As for theories, she had small choice.  She had looked into almost every device for increasing the sum of human knowledge and hastening the millennium, and she thought them all more or less valuable.  Her memory, mercifully, was not a retentive one, therefore she remembered little of the beliefs she had outgrown; they never left even a deposit in the stretch of wet sand in which they had written themselves.

She had investigated, or at any rate taught, Delsarte, Physical Culture, Dress-Reform, the Blue-glass Cure, Scientific Physiognomy, Phrenology, Cheiromancy, Astrology, Vegetarianism, Edenic Diet, Single Tax, Evolution, Mental Healing, Christian Science, Spiritualism, Theosophy, and Hypnotism.  All these metamorphoses of thought had Mrs. S. Cora Grubb passed through, and was not yet a finished butterfly.  Some of the ideas she had left far behind, but she still believed in them as fragments of truth suitable for feeble growing souls that could not bear the full light of revelation in one burst.  She held honorary memberships in most of the outgrown societies, attended annual meetings of others, and kept in touch with all the rest by being present at their social reunions.

One of her present enthusiasms was her ‘Kipling Brothers,’ the boys’ band enlisted under the motto, ‘I saw a hundred men on the road to Delhi, and they were all my brothers.’  She believed that there was no salvation for a boy outside of a band.  Banded somehow he must be, then badged, beribboned, bannered, and bye-lawed.  From the moment a boy’s mother had left off her bye-lows, Mrs.
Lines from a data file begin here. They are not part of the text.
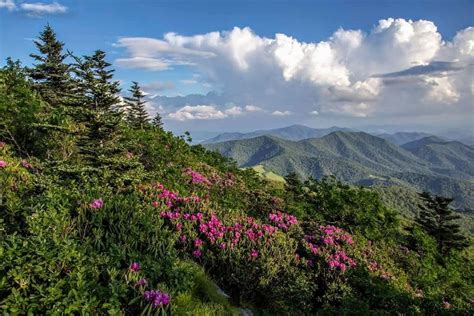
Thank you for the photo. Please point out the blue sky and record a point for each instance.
(87, 25)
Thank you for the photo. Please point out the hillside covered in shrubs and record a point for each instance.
(103, 211)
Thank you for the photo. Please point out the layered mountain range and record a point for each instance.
(414, 160)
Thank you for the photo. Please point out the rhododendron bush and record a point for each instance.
(98, 216)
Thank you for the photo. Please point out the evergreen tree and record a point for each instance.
(51, 73)
(137, 116)
(157, 121)
(437, 219)
(97, 107)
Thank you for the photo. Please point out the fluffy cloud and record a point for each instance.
(207, 112)
(157, 86)
(399, 68)
(7, 4)
(253, 108)
(281, 113)
(40, 9)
Grubb wanted him put under bye-laws.  She often visited Mistress Mary with the idea that some time she could interest her in one of her thousand schemes; but this special call was to see if the older children, whose neat handiwork she had seen and admired, could embroider mottoes on cardboard to adorn the Kipling room at an approaching festival.  She particularly wanted ‘Look not upon the Wine’ done in blood-red upon black, and ‘Shun the Filthy Weed’ in smoke-colour on bright green.  She had in her hand a card with the points for her annual address noted upon it, for this sort of work she ordinarily did in the horse-cars.  These ran:

1st.  Value of individuality.  ‘I saw.’

2nd.  Value of observation.  ‘I saw.’

3rd.  Value of numbers.  ‘I saw a hundred men.’

4th.  Importance of belonging to the male sex.  It was men who were seen on the road.

5th.  What and where is Delhi?

6th.  Description of the road thither.

7th.  Every boy has his Delhi.

8th.  Are you ‘on the road’?

9th.  The brotherhood of man.

10th.  The Kipling Brothers’ Call to Arms.